Diabetes Mellitus in dogs and cats

Diabetes Mellitus in dogs and cats

Did you know that just like people, dogs and cats can develop Diabetes as well? Most pet parents are surprised when they learn that when their furbabies test positive for Diabetes. The estimation is that 1 in 300 adult dogs and 1 in 230 cats have diabetes. November is Pet Diabetes Month and to help spread awareness of this common disease, we thought we would share some risk factors, clinical signs, testing, and treatments for Diabetes in our pets.

Similar to their human counterparts, the number one risk factor for developing diabetes is diet and lifestyle. Being overweight has been shown to shorten the lifespan of a pet by 2 years, and one of the reasons for this is that our overweight pet population is more prone to diabetes.

Some common signs and symptoms of diabetes are obesity, drinking and urinating more than usual, increase or decrease in appetite, vomiting, urinary accidents, and sudden weight loss.

Diabetes can be easily detected in our annually recommended blood panels. For our diabetic patients, the blood panels show elevated blood glucose levels and which is frequently accompanied by glucose present in the urine.
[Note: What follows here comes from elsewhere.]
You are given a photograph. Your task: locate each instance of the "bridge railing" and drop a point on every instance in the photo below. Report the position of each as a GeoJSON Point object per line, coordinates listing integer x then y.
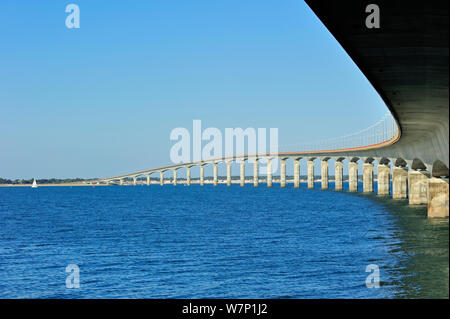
{"type": "Point", "coordinates": [381, 132]}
The good news is that Diabetes is treatable! For some of our feline friends diabetes can be controlled with diet alone. In most cases, however, both dogs and cats need to be treated with injectable insulin daily. There are different insulin options available and your doctor would know the best one for your pet. Although treatable, diabetes can be difficult to manage in both people and pets. Keeping our pets healthy and at a great body condition score decreases the likelihood of them becoming diabetic as they become older.

If your pet drinks and urinates excessively or you have appreciated one of the other aforementioned clinical signs, talk to your veterinarian. There are other conditions that do have similar symptoms and catching things early can make treatment more successful.